Students more accustomed to online lectures than teachers: study

About 60% of higher education students prefer hybrid lectures with online and offline teaching components, in contrast to less than half of teaching staff who said they felt the same way, a study sponsored by the Macao Tourism and Hospitality Association (MacTHA) has discovered.
The study, an online questionnaire distributed in March, received responses from a total of 82 faculty members and 356 students from four local higher education institutions which offer tourism and hospitality or related programs.
The Covid-19 pandemic has caused unprecedented impacts, one of which being that all Macau schools and universities were suspended in order to contain the spread of the disease. Lectures were moved completely online for the first time in the history of Macau.
The majority of the interviewed respondents did not have any prior online teaching and learning experience, the study discovered. Among the 82 faculty members, less than 10% of faculty members had experienced teaching online courses before February this year. More than 30% of the faculty members had more than 10 years of teaching experience.
Despite faculty members experiencing difficulty preparing and delivering courses online, the study found that online teaching was more convenient and flexible for them.
In terms of preference of teaching mode, just 8% of faculty members preferred only online teaching, 43% preferred teaching both ways, and 47% preferred only face-to-face traditional teaching.
As for students, only 31% of those surveyed had prior online lecture experiences, but they were happy with online lectures.
Contrary to faculty members, the majority of the students preferred a mix of online and face-to-face learning (61%), followed by only face-to-face learning (31%) and only online learning mode (7%).
They have also encountered difficulties in attending classes online despite their greater familiarity with technology.
Although attending classes online was flexible, they gave a negative rating of the workload, time requirement and learning effectiveness. Students appreciated the efforts of faculty members and were generally pleased with their performance.
Both teachers and students reported technical problems, which was the most frequent challenge relating to online lectures. The lack of interaction was also a major problem for them.
Adapting to a new online environment and using these tools was also challenging, as well as being assessed through different methods. Both groups were concerned about fairness in grading and a lack of resources to support online teaching and learning.

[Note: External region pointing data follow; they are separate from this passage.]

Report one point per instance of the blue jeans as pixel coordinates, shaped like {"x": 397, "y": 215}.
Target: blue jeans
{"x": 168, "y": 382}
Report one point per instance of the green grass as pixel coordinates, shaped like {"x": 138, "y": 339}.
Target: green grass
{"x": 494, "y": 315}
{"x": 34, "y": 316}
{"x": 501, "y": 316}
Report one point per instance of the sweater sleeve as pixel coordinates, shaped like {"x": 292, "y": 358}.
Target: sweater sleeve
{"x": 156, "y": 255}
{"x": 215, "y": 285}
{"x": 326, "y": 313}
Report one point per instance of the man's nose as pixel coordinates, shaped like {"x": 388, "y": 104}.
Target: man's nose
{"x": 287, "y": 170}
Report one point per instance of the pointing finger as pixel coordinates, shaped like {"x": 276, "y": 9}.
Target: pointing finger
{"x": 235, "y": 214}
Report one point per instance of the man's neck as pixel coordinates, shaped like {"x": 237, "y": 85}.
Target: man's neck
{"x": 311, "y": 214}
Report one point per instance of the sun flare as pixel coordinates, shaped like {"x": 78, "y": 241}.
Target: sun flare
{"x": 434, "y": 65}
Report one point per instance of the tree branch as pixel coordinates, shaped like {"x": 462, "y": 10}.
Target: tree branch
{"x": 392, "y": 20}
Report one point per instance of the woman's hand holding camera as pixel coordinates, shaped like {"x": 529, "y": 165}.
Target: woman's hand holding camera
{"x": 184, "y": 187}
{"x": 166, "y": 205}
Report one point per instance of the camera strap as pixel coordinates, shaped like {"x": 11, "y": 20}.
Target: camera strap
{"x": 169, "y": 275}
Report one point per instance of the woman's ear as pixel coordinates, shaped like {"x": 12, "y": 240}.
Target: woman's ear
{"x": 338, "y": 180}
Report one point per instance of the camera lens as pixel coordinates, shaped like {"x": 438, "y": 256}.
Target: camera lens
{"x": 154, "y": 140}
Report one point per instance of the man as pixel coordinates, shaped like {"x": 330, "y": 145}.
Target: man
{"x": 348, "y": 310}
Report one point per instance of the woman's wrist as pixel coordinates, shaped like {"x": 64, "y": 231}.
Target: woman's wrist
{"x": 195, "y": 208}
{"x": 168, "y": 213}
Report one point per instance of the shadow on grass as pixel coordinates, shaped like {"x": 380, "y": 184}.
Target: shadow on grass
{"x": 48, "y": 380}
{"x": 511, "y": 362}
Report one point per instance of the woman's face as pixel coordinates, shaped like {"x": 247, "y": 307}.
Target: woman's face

Some faculty members also noted difficulty in courses that involve practical and hands-on teaching such as culinary and wine classes.
The association pointed out that both faculty members and students in the tourism and hospitality programs need more training and support to adapt to the delivery of online teaching and learning.
In addition to the attitudes towards teaching and learning in an online environment, the study also collected data about participants’ mental health since the Covid-19 outbreak.
Both faculty members and student groups did not report high levels of stress during this period. They also thought the pandemic did not seriously affect teaching or learning performance.
The positive mentality towards stress brought on by the pandemic, the association estimated, could be due to the relatively low number of confirmed cases in Macau and the expedited reaction by the government in controlling the situation.
“We hope this research study sheds some light on education planning in tertiary education, particularly in the tourism and hospitality field,” MacTHA wrote in a statement. “So that decision makers understand the effort and direction needed for both faculty members and students to be prepared and supported for remote teaching and learning through online technology if it is to become the new norm in the future.”